"Je suis née en 1870 et je suis entrée à l’usine à l’âge de 12 ans"
Publié le 24-08-2018 à 14h37 - Mis à jour le 24-08-2018 à 14h38
:focal(541x278:551x268)/cloudfront-eu-central-1.images.arcpublishing.com/ipmgroup/ZYN7EWX6WNEA5HZWAZCIENAZUM.jpg)
Une fiction réhabilite une ouvrière de la fin du XIXe.
"Je suis née en 1870 et je suis entrée à l’usine à l’âge de 12 ans." C’est avec ces mots que Lucie Baud, une héroïne oubliée de la fin du XIXe siècle, employée dans une filature de soie, démarre ses mémoires. Un récit aride de quinze pages, dont l’historienne Michelle Perrot s’est emparée pour écrire un roman, publié en 2012 chez Grasset.
Il a éveillé l’attention du réalisateur Gérard Mordillat, qui en tire une fiction éponyme en 90 minutes, "Mélancolie ouvrière" sur Arte, à 20 h 55, sublimée par le jeu intense de Virginie Ledoyen en Lucie Baud, et de Philippe Torreton, incarnant le syndicaliste Auda, dont cette féministe a croisé la route.
"J’avais l’impression qu’elle était de ma propre famille. C’était une femme éduquée, informée, alors qu’elle était issue d’un milieu paysan et ouvrier", plaide Gérard Mordillat.
Un personnage romanesque
S’il est connu pour son intérêt pour la condition ouvrière, le réalisateur de la mini-série "Les Vivants et les Morts" évite ici l’écueil du documentaire. Même s’il s’est fortement documenté, il a veillé à donner chair au personnage de Lucie Baud, à ses émotions.

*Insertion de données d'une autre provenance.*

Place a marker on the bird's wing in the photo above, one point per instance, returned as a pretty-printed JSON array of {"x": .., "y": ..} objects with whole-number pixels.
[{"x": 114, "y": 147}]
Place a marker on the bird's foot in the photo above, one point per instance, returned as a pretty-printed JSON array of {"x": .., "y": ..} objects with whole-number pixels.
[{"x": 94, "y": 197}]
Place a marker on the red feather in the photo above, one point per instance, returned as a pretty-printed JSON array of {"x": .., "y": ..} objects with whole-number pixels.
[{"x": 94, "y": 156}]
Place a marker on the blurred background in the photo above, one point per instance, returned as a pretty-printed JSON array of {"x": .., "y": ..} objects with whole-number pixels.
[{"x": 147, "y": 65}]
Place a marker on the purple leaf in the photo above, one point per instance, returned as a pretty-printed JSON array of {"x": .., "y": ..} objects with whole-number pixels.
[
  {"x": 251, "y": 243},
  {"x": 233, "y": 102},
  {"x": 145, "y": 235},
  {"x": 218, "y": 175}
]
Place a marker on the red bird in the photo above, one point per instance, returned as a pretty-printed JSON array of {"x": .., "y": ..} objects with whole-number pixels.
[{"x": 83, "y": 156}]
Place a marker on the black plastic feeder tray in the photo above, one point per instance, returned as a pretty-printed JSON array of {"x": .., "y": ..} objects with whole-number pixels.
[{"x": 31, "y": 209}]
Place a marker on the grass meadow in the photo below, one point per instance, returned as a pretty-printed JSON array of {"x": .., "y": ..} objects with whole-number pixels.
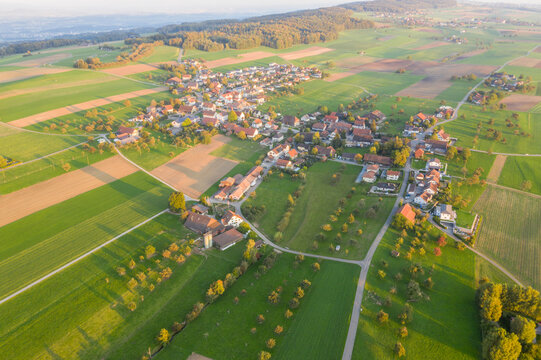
[
  {"x": 15, "y": 178},
  {"x": 81, "y": 313},
  {"x": 72, "y": 227},
  {"x": 510, "y": 232},
  {"x": 518, "y": 169},
  {"x": 20, "y": 106},
  {"x": 317, "y": 329},
  {"x": 444, "y": 327}
]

La colère, l’enthousiasme, ou le désespoir sont "portés" par les parties chantées (" Le temps des cerises", "Va, pensiero" de Verdi) et par la musique de Jean-Claude Petit. "Je suis parti de l’idée que la grande culture populaire, c’est le chant. Il faut se rappeler que dans les ateliers de tissage, à cette époque, on poussait les apprenties à chanter, afin de se donner du cœur à l’ouvrage, de couvrir le bruit des machines et de tenir le coup pendant les treize ou quatorze heures de leur journée de travail. Je voulais que les acteurs jouent en chantant, qu’ils ne soient pas doublés", soutient Gérard Mordillat.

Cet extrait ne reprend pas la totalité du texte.